For many years as we practiced and studied bonsai, we were constantly being confronted by the "tourist trees" and "pom-pom junipers" being sold at local street fairs, truck vendors at the roadside, and those holiday cutesy trees at the home improvement stores, grocery stores, mall carts, etc. Everybody bought them, and everybody killed them rather promptly. Why? Not because they had a "black thumb", but because most of those were junipers and should be kept OUTDOORS most of the time. The instructions, if any, somehow overlooked that simple basic fact, and the buyer put them indoors on the coffee table or TV set. In more recent years, we've seen the appearance (largely through Nurserymen's Exchange shipping nationwide) of rocks glued solid over the soil surface of these plants, making it impossible to tell if the soil is wet or dry. If you buy one of these wretched arrangements, immediately take a screwdriver and pry all those rocks off! Every wonder why there's no phone number to call, or a street address, for any of these so-called "bonsai vendors"? GET IT?? All they want is your money, and they could care less about the health of the plant.

We lose sales in our store, because we question the buyer about how much light he or she can provide the bonsai, frequent watering and regular fertilizing, etc. As a result, we talk ourselves out of a sale sometimes! We put a lot of work and daily care, often for a year or more, into each of our trees and we want to see the tree kept healthy after it leaves our store.

In our classes, and in meetings and workshops of the Tucson Bonsai Society, we emphasize the horticulture of each species of tree used to create a bonsai. The art of bonsai, such as design, styling, pruning, wiring, potting, etc., can be readily learned by putting in some study time and diligent observation. More important than these skills, however, is to know the nature of the plant species, such as a juniper (which cultivar?-- there are hundreds, and all slightly different) or a bougainvillea (totally different care for pruning, wiring, fertilizing, potting soil than the juniper, and at different times of the year). Our classes, and the programs of the Society, provide adaptation from the bonsai books to the Sonoran Desert environment -- a quantum leap!

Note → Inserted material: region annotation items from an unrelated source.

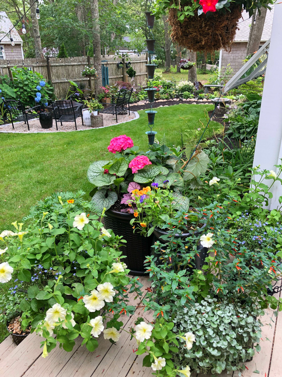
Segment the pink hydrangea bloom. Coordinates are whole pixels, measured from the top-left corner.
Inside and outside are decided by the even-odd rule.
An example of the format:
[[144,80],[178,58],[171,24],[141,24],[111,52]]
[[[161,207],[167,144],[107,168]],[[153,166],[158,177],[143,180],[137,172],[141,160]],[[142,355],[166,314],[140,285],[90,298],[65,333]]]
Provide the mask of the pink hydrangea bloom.
[[110,152],[116,153],[125,150],[128,148],[132,148],[133,146],[132,139],[126,135],[120,135],[112,139],[108,149]]
[[137,173],[146,165],[152,165],[152,163],[147,156],[137,156],[129,162],[129,167],[131,168],[132,173]]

Our indoor tropical bonsai are as easily cared for as a houseplant. The only difference between our Golden Gate ficus and the Benjamina ficus you get at K-Mart is that ours is a different genetic cultivar with small leaves, it has had bonsai shaping through pruning and wiring, and it won't drop leaves when you move it around.

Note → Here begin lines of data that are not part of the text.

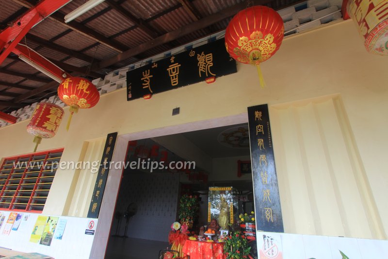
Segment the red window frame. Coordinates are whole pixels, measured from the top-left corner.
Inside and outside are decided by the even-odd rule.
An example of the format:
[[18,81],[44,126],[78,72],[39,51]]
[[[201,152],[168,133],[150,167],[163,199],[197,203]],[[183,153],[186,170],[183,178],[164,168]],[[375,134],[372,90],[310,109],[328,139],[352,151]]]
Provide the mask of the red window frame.
[[42,213],[56,172],[52,166],[59,163],[63,150],[4,158],[0,167],[0,210]]

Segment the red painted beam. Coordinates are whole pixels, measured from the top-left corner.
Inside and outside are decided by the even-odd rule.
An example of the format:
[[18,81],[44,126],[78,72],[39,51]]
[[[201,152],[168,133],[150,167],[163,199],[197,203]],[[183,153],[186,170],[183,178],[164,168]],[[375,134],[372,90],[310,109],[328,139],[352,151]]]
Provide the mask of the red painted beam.
[[0,33],[0,41],[8,43],[13,40],[20,33],[28,22],[37,13],[39,18],[32,27],[37,24],[71,0],[44,0],[32,7],[23,15],[15,20],[15,22]]
[[15,39],[12,41],[10,44],[8,44],[5,48],[5,50],[3,51],[1,54],[0,54],[0,64],[3,63],[4,60],[8,56],[8,54],[11,53],[11,52],[16,47],[16,45],[19,42],[22,40],[23,37],[26,35],[30,30],[32,28],[32,26],[35,25],[36,21],[39,18],[39,14],[36,13],[35,15],[31,18],[31,19],[28,21],[27,25],[20,31],[20,33],[15,37]]
[[0,111],[0,120],[5,121],[7,122],[9,122],[11,124],[14,124],[16,123],[16,120],[17,119],[17,118],[12,115],[10,115],[9,114]]
[[348,1],[349,0],[343,0],[342,1],[342,5],[341,7],[341,13],[342,14],[342,18],[344,20],[347,20],[350,18],[349,14],[348,14],[348,11],[346,9]]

As you can see from just a few of our photos, tropical bonsai such as ficus can not be made to look like what might be your concept of a "classical bonsai" such as a juniper or pine. Conifers have growth habits and textures that are quite different, and will produce different results from a bougainvillea, a ficus, or a desert tree. The "pine tree shape" has become a stereotype of bonsai; when in fact, each mature tree in Nature has a quite different shape uniquely it's own, such as an oak.

As our late sensei (teacher) John Naka has often reminded us, "Your bonsai should not look like a bonsai -- it should look like a tree."